Andrés no es uno de esos artistas que salen en los 40, con lo cual, no es ultra conocido y ultra promocionado por la radio, o por la tele, y no porque no tenga talento, o porque sus canciones no sean lo suficientemente buenas, sino porque no es comercial. Y no lo es, porque no quiere serlo. Es un cantautor, una persona con verdadero talento, que se curra sus canciones, y como dice él, las siente. Y eso se nota. Cuando le ves cantar una de sus canciones, te das cuenta de que por mucho que las haya cantado una y mil veces, siguen emocionándole. Y eso lo transmite, y te traspasa por dentro.
Además, trata de hacer buenos directos, no buscando localizaciones, que probablemente llenaría hasta los topes, pero que no todo el mundo disfrutaría por igual. Busca un buen sonido, y un buen ambiente, y el resultado es el que es. Impresionante.
¿Cómo llegué a enamorarme tanto de su música?
Pues fue todo un proceso. Hace unos años que vi su nombre por Twitter, porque mucha gente de la que sigo es de Madrid, donde él se ha movido principalmente. Todo lo que leía eran elogios, o frases suyas. Yo no sabía quién era, y tampoco lo busqué. Tras la insistencia de tuits, un día me picó la curiosidad, porque ya no sabía si era puro peloteo, o si realmente merecía todo aquello. Lo cierto y verdad, es que busqué en Youtube y no encontré muchos videos, y tampoco encontré videoclips, así que escuché poco, y lo dejé en el olvido.
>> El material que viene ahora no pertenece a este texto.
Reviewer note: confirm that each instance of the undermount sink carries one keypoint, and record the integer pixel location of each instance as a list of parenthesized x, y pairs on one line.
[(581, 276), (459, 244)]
Hasta hace unos meses, que apareció en el disco de Nach Scratch, uno de mis artistas favoritos. Me enamoró su voz, incluso sin saber que era él. Cuando lo supe, decidí que iba a buscar más canciones y descubrí su nuevo disco, "Mi pequeña historia". Fue amor a primera vista. Desde entonces escuché todas las canciones de él que pude encontrar, me ponía los pelos de punta, el sentimiento tan desgarrador con el que cantaba. Me llegaba adentro. Había frases suyas que dolían demasiado. Cuando supe que él mismo componía, todavía me impresionó más, si es que eso era posible, porque yo admiro especialmente a esas personas que componen ellas mismas lo que cantan.
Y entonces fue cuando supe que venía a Alicante, miré el precio, y era bastante asequible para mi bolsillo, y además coincidía con mi fin de exámenes, así que decidí que me lo podía permitir, y por lo que había leído merecía la pena.
El caso es que fui con las expectativas super altas por los tuits que había leído de gente que iba a sus conciertos, y aún así, me impresionó. No es solo la música, que es la hostia, hablando claramente, ni su voz, ni sus canciones, ni su melena. Es el ambiente que se creó allí aquella noche, un ambiente de complicidad, de reciprocidad con el público, su naturalidad, su espontaneidad, y humildad. Te das cuenta de la gran persona que es, y de lo que disfruta haciendo lo que hace. Por mucho que puedas leer por ahí, no hay nada como vivirlo. Totalmente recomendable, aunque no te termine de gustar su música, te gustará su concierto. Eso te lo puedo asegurar.